The deal also lowered the cost of drugs under Medicare, while steering clear of a measure to heighten generic drug competition for brands.

For chronic illness sufferers, the shorter-term deal includes all provisions of an act the Senate unanimously passed following its introduction by Orrin Hatch (R., Utah) and Ron Wyden (D., Ore.). The CHRONIC Act is designed to shore up Medicare’s capacity to care for the sickest of Americans — including the 5% of the program’s beneficiaries who account for 50% of its spending — in part by emphasizing home and community-based care.

The measure increases the flexibility of rapidly growing Medicare managed care plans (known as Medicare Advantage plans) to broaden supplemental benefits to chronically ill enrollees starting in 2020.

At the same time, the statute eliminated the Independent Payment Advisory Board, which was established by the ACA to rein in the rising cost of Medicare. The 15-member panel was charged with recommending savings if Medicare spending per beneficiary was projected to grow faster than certain benchmarks. Trump and other Republicans pointed to it as a symbol of Obamacare’s excessive reach.

The board’s “unprecedented authority” to change Medicare could have curtailed seniors’ access to care and shifted the focus of the health care system to the government, instead of the patient, said Rep. Erik Paulsen (R., Minn.).
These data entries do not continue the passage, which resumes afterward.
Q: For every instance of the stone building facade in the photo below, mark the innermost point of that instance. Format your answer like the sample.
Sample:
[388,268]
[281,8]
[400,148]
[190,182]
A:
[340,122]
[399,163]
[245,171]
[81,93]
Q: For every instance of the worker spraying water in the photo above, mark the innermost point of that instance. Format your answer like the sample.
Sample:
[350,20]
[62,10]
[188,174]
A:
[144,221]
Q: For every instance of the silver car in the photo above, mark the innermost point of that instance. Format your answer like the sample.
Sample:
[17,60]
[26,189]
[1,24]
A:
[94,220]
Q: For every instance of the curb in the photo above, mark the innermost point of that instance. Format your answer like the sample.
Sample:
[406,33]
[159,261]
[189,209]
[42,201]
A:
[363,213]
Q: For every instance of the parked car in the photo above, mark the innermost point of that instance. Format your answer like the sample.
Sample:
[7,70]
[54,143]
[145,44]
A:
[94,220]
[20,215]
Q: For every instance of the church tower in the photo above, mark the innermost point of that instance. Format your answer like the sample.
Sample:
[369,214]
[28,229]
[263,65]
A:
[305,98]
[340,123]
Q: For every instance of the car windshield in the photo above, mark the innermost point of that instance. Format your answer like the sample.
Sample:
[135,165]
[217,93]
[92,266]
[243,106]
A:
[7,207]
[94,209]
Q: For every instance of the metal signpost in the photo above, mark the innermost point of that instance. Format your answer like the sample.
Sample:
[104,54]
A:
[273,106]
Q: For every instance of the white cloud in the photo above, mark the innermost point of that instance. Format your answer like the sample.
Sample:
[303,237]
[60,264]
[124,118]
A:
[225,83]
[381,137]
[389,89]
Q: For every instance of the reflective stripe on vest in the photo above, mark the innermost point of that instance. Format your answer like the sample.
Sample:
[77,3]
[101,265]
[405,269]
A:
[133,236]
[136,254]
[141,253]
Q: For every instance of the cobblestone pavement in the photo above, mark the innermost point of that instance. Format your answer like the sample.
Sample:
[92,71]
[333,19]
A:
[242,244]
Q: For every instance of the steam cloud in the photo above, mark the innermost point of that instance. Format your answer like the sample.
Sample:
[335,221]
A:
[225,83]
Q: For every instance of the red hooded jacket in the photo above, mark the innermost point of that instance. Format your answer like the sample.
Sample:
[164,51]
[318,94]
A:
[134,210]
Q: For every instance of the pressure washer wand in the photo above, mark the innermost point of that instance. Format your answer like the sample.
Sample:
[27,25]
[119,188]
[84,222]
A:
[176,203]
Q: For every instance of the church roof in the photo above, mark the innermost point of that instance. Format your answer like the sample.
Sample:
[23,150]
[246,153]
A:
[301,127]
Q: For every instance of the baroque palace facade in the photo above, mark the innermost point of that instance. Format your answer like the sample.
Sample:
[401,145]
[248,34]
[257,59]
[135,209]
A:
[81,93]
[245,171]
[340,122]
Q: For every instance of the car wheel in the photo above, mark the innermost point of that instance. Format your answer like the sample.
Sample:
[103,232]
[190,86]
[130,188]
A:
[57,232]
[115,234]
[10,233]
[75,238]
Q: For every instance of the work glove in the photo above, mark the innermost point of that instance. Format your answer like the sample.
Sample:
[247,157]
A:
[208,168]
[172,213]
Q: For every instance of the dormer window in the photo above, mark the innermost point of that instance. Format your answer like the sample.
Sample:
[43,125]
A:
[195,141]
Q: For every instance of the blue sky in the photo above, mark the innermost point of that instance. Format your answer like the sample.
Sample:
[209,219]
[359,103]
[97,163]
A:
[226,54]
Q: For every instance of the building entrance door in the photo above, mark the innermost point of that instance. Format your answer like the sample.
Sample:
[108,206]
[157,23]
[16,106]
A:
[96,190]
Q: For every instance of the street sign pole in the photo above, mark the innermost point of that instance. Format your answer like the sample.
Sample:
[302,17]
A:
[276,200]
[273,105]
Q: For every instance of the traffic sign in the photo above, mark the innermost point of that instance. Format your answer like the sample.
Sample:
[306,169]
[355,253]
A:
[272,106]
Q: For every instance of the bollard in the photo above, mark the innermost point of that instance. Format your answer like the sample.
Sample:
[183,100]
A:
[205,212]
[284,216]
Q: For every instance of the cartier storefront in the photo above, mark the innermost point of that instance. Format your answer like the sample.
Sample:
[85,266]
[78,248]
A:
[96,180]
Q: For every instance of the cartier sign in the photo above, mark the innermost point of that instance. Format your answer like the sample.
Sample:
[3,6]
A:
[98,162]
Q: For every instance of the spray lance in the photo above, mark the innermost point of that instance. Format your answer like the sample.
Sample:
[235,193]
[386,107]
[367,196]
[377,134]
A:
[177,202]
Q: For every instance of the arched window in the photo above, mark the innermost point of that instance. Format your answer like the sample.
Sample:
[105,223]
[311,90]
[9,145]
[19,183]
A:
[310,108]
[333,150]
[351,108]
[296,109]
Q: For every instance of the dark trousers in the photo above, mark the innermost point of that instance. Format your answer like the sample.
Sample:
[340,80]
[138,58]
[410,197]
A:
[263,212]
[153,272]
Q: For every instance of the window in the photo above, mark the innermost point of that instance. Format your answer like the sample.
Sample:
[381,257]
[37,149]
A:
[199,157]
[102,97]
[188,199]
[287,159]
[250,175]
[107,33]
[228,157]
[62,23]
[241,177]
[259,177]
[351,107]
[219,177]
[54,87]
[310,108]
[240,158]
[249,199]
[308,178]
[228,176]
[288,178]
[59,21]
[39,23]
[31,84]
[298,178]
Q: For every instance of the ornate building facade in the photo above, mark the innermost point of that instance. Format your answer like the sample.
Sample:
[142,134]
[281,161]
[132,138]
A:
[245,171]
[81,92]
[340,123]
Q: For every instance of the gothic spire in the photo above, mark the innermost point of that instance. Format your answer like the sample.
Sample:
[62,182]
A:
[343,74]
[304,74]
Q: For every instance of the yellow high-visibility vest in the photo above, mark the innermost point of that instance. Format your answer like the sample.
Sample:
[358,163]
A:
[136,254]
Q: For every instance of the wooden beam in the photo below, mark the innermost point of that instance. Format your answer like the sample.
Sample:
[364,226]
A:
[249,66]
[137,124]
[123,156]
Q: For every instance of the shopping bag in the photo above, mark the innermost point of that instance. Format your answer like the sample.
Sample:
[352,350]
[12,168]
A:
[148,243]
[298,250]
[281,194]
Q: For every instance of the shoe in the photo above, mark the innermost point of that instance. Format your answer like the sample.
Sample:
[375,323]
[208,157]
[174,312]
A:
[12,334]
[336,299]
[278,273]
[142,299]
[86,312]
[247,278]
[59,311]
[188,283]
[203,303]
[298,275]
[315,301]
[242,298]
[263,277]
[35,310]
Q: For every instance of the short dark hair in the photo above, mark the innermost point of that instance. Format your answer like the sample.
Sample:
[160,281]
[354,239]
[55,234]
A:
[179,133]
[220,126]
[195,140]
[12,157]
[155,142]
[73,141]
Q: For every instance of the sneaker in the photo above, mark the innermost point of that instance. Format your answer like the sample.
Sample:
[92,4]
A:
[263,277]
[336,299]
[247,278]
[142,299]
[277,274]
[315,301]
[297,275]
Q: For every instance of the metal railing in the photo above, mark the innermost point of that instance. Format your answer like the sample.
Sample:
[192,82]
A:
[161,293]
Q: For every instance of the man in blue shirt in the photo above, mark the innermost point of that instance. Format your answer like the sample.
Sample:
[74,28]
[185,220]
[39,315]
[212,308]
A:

In the drug pricing arena, the legislation excluded the CREATES Act, a bipartisan measure to stop branded drug companies from delaying competition from generic drug makers. The measure could still be included in Congress’ long-term funding package due by March 23.

But the deal helps fill the so-called doughnut hole in Medicare Part D. People with high drug costs who hit the coverage gap will get bigger discounts from drug makers starting in 2019. Some large manufacturers could face billions of dollars in costs from the change, according to Avalere Health president Daniel Mendelson. Health insurers, meanwhile, would see their doughnut hole costs ­decline.

Stephen Ubl, president and chief executive officer of Pharmaceutical Research and Manufacturers of America, denounced the change, saying it “provides a massive bailout for insurance companies and undermines their incentive to reduce Part D costs, an incentive that has worked well for more than a ­decade.

“An analysis by Avalere estimates that the proposal will save Part D insurance plans over $40 billion — roughly seven times what Medicare Part D beneficiaries will save from these changes,” he noted. “We should not give insurance companies billions of dollars in additional relief when they don’t share most of the discounts they currently receive with seniors at the pharmacy counter.”